File Operation Security - Principles of File Analysis

This section will explain the relevant content of file parsing in detail, as a section in my column "Web Security Principles and Interpretation of Multiple Defense Methods".

The file analysis involved in this article mainly refers to the file analysis in the WEB field. When accessing a website or a specific page of a website, it is actually requesting access to a certain file from the background of the website, as shown in Figure 1 for the visit to the Baidu homepage:
insert image description here

As shown in Figure 1
, although no specific file name is specified, in website development, the home page often does not need to specify a file name, but in the background, access to index.html and other files is usually routed by default. It can be seen that the background of the website will analyze the files corresponding to the front-end mapping, and some will accept the parameters passed by the front-end and respond on demand. This is the most basic file parsing process.

The principle of loopholes in file parsing

The definition of file parsing vulnerabilities often refers to the design and implementation defects that exist in the WEB background in the file parsing process. In layman's terms, non-script files are accidentally parsed according to the syntax of the script. In modern web software development, file parsing is a function of WEB servers, so file parsing vulnerabilities are often concentrated in some WEB servers, including apache, nginx, and Microsoft IIS. These popular WEB servers in history have had multiple file parsing vulnerabilities, as follows:

For the apache server, apache
once parsed 1.php.xxx according to the php syntax. The main reason is that the apache parsing strategy is from right to left. Unrecognized suffixes will be ignored and the next suffix will be searched.

For Nginx,
the 1.jpg%00.php file was once parsed as Php for the Nginx server. At first glance, there seems to be no problem, but when looking for the file, %00 is the value of 0 in ASCII, which will truncate the file name, so the final parsed file is 1.jpg.

IIS
For the IIS server, the files in the .php folder have been parsed as Php. There have also been 1.asp;.xxx parsed as asp, the main reason is that IIS does not parse the content after the semicolon.

Think about the causes of the above-mentioned vulnerabilities, most of them are due to the design flaws of programmers, such as the wrong method of taking file suffixes. Some of the above vulnerabilities are assigned CVE numbers, while others are not. For vulnerabilities without assigned CVE, many problems will be ignored, which means that the corresponding assets are at risk.

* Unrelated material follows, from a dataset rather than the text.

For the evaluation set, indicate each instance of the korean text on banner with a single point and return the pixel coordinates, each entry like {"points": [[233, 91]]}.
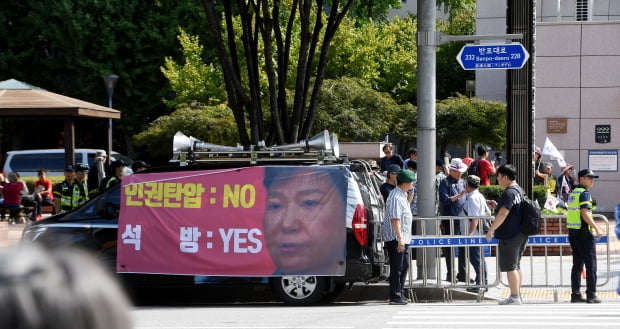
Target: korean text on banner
{"points": [[254, 221]]}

Examples of file parsing vulnerabilities

The file parsing function belongs to the underlying function and is mainly undertaken by the WEB server. Therefore, most of these vulnerabilities exist in the WEB server, and the number of vulnerabilities in history is not very large. But once such a loophole appears, the scope of impact will be very wide. At the same time, because the vulnerability parsing vulnerability usually does not directly affect the verification, it usually cooperates with the file upload, directory traversal, file inclusion and other vulnerabilities to form a more serious harm. The following introduces two vulnerabilities with CVE numbers

CVE-2013-4547

This vulnerability is an early file parsing bypass vulnerability of the nginx server, which affects the PHP service. When parsing the file path in the HTTP request, there is a bypass situation, so that the specified file can be parsed according to the syntax of php through the file path with a value of 0, as shown in the introduction in NVD in Figure 2 below: Figure 2 is due
insert image description here
to
this The vulnerability is an Nginx server vulnerability, which belongs to basic service software, so it can be said that it affects all websites that use Nginx to host PHP services. The consequence of this vulnerability is that arbitrary files can be parsed according to Php. Therefore, there are many ways to construct files with non-PHP suffixes, such as SQL injection, file upload, etc., and the webshell can be obtained by cooperating with this vulnerability. Therefore, judging from the impact of this vulnerability, the process level of Nginx, and possible potential consequences, this is a very serious vulnerability. The following is a further analysis of the vulnerability based on the public POC and the patch repaired by Nginx. Among them, exp (the exploit program of this vulnerability) is shown in Figure 3:
insert image description here

In Figure 3
, the POC can see that if you want to exploit this vulnerability, the first step is to upload a 1.gif file. The file upload is a non-sensitive file suffix, so it is relatively easy. Of course, you can also write files through SQL injection. . The second step is to construct a special path. The key to the path is that there is a value of 0, so that 1.gif is parsed as a php format file. As long as there is a one-sentence Trojan horse in 1.gif, the webshell can be obtained.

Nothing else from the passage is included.